There is nothing remotely beautiful about the common American, German, and brown-banded cockroaches. Even though most of us can't identify the subspecies, we know a roach when we see it. The entomologists at Rutgers are working diligently to control urban roach populations. Chen Zha, a doctoral student working under Dr. Changlu Wang, traps live roaches in apartment units and nursing homes (restaurant owners do not, as a rule, choose to participate in these studies) and brings the live specimens back to the lab, where they are placed in bins and fed peanut butter and jelly. “They eat better than I do!” said one masked grad student as he rearranged the bin habitat with a pair of tweezers. The masks protect the scientists from inhaling an excessive amount of roach allergens. Chen traces how many roach generations it takes for insecticide-resistance to evolve and concocts the most effective chemical brews to keep them in check.

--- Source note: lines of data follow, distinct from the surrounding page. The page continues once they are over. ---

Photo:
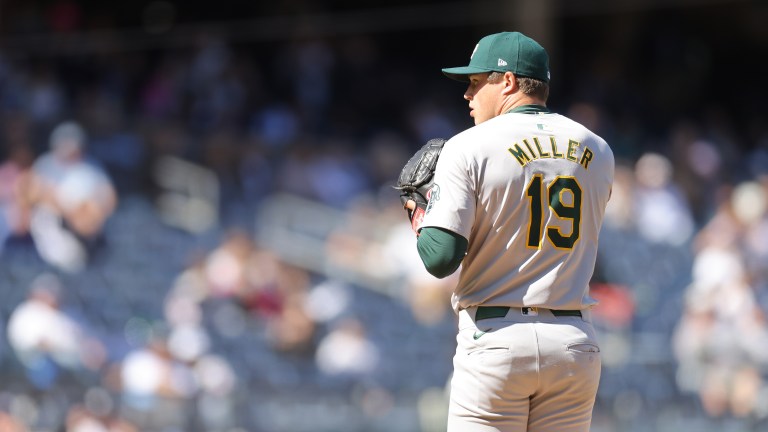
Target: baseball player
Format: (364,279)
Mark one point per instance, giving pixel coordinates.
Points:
(517,202)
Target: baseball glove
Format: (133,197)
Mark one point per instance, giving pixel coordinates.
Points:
(416,180)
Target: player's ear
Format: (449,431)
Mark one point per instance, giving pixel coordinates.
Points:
(510,83)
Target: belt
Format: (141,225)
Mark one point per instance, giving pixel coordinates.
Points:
(486,312)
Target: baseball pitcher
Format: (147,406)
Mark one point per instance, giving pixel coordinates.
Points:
(517,201)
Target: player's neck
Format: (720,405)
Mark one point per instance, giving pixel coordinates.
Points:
(519,100)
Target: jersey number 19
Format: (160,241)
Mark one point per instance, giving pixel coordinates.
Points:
(554,194)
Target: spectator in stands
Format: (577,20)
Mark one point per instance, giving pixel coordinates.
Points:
(48,341)
(346,350)
(72,198)
(14,178)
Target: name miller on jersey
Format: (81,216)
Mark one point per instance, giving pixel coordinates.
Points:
(524,157)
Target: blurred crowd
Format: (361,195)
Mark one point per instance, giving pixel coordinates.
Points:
(315,313)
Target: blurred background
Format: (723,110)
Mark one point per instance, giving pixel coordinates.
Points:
(198,230)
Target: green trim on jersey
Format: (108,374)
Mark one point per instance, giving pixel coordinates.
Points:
(528,109)
(441,250)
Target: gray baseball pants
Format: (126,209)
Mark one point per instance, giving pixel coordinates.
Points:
(528,371)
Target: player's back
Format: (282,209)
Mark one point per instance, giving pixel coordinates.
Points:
(541,182)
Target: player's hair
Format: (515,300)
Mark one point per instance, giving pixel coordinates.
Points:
(530,86)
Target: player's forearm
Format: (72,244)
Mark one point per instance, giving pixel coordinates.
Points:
(441,251)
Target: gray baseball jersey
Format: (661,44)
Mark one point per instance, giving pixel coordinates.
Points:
(529,188)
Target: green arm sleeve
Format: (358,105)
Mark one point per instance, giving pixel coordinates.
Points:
(441,250)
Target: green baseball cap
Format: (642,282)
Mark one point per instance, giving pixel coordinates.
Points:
(505,52)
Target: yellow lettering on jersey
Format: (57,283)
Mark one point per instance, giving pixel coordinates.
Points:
(520,155)
(542,153)
(586,157)
(571,150)
(553,144)
(530,150)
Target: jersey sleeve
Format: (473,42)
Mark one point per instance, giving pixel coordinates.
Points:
(452,199)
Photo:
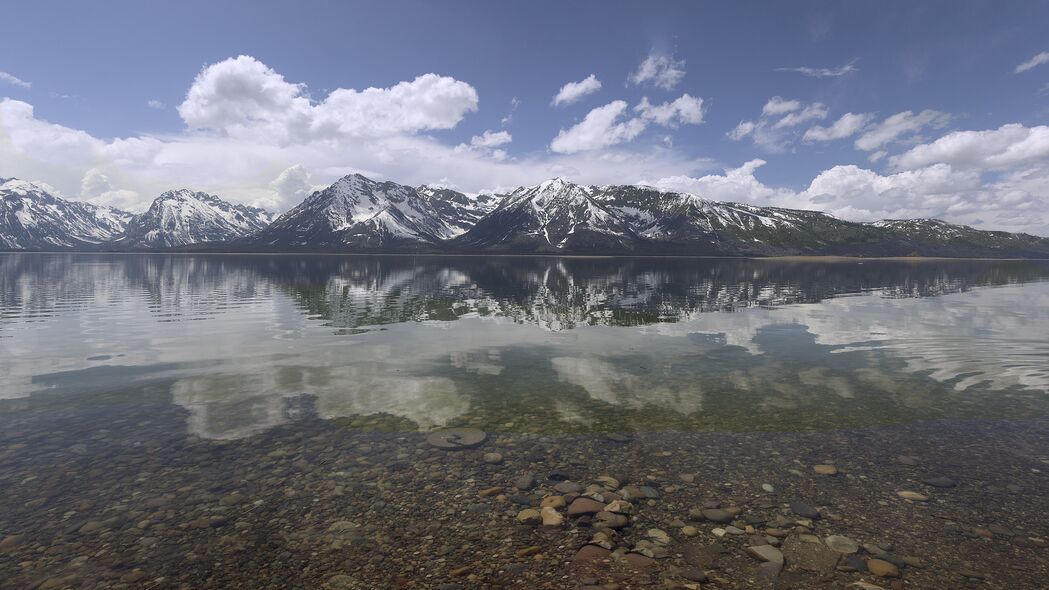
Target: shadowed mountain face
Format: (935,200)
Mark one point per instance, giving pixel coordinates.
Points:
(560,217)
(361,215)
(183,217)
(245,342)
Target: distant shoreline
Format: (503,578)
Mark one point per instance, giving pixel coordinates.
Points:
(786,258)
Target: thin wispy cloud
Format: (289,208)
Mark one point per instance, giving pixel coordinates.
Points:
(14,80)
(1037,60)
(659,70)
(822,71)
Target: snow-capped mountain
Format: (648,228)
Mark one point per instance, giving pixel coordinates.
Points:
(357,212)
(31,217)
(555,215)
(184,217)
(457,211)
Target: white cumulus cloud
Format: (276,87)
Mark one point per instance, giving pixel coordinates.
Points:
(611,124)
(574,91)
(14,80)
(602,127)
(243,98)
(776,127)
(848,125)
(686,109)
(900,125)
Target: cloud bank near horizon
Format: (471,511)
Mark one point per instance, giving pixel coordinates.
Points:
(253,137)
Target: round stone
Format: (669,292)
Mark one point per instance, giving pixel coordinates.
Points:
(767,553)
(913,496)
(841,544)
(718,515)
(530,517)
(882,568)
(455,439)
(939,482)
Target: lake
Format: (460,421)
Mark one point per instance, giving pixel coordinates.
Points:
(190,421)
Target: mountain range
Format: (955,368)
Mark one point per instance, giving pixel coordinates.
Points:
(557,216)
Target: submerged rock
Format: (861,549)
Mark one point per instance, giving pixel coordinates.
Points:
(456,439)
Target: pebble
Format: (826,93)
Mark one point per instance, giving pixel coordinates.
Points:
(611,520)
(591,553)
(551,518)
(553,502)
(569,487)
(526,551)
(659,536)
(841,544)
(769,571)
(882,568)
(766,553)
(584,506)
(718,515)
(939,482)
(809,555)
(529,517)
(455,439)
(525,482)
(805,510)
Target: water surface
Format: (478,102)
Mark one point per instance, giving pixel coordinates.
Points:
(217,421)
(571,344)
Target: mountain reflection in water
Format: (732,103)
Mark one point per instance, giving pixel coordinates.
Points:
(530,343)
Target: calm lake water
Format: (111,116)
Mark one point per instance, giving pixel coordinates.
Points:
(546,344)
(152,388)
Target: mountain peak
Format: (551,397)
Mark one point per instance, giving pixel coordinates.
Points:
(21,187)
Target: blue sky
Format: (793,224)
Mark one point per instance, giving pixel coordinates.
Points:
(90,71)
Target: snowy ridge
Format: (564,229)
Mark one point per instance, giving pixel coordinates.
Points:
(184,217)
(557,216)
(359,212)
(33,217)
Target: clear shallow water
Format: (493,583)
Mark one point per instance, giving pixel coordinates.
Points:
(260,421)
(244,343)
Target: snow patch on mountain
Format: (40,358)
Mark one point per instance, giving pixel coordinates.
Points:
(183,217)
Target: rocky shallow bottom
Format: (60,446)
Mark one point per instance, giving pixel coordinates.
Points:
(120,497)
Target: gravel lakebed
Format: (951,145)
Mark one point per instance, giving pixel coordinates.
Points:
(125,499)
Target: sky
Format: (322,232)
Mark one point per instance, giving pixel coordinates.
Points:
(866,110)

Meanwhile, on the Rutgers-Newark campus, Sean Fan, who works under Dr. Ware, sets sticky traps for his research on cockroach genetics. Sticky traps kill the roaches, but Sean only needs their DNA. The genes reveal the effects of a group's habitat, be it the lunchroom of a university office or a nearby store, as well as the degree of inbreeding going on. The quality of the roach's diet and the level of insecticide soaked up by the living space are reflected in the genes, as is the pathogen load the insect carries. Sean sorts roach genes from bacteria after pulling off the roach's leg and submerging in a solution that makes the cells explode. “The DNA flows of the open end of the leg (which used to be attached to the body) and into the solution,” Dr. Ware explains. Good pathogens can also be had on the roaches' wing surfaces and in their guts.
Although cockroaches are immune to the bacteria that sicken humans, they do suffer from other ailments, such as fungus and mites. Certain bacteria have co-evolved with roaches as “endosymbionts,” living inside their body fat and colorless bloodstream and enabling roaches to sequester and store nitrogen, which they need for growth, from even the scrappiest of diets (roaches can survive on meals of feces and Styrofoam).
If urban roaches have any redemptive value for us, it lies in their resistance to superbugs. The rise in multidrug-resistant bacterial strains challenges scientists to ferret out new sources of antibiotics in nature, which, unlike synthetic drugs, have nuanced properties that make them more effective. Where better to look than at insects crawling around the pathogenic stew of hospital surfaces? A few years ago, scientists discovered antimicrobial activity in cockroach brain tissue, which explains their resilience to unsavory environments. The cockroach brain contains a rich vein of antibiotics. We just need to figure out how to mine it.
This is life in the late Anthropocene, the age of human dominance on the planet, an age of blighted landscapes, warming temperatures, mass extinction, overcrowded cities, zoonotic pandemics, superbugs, nuclear fallout, and mind-boggling advances in biotechnology. The irony, that a creature that flourishes in our waste and toxic residues, one that has come to symbolize life in a post-apocalyptic, peopleless landscape—the Cockroach, the Survivor—may well prolong our lives a while longer.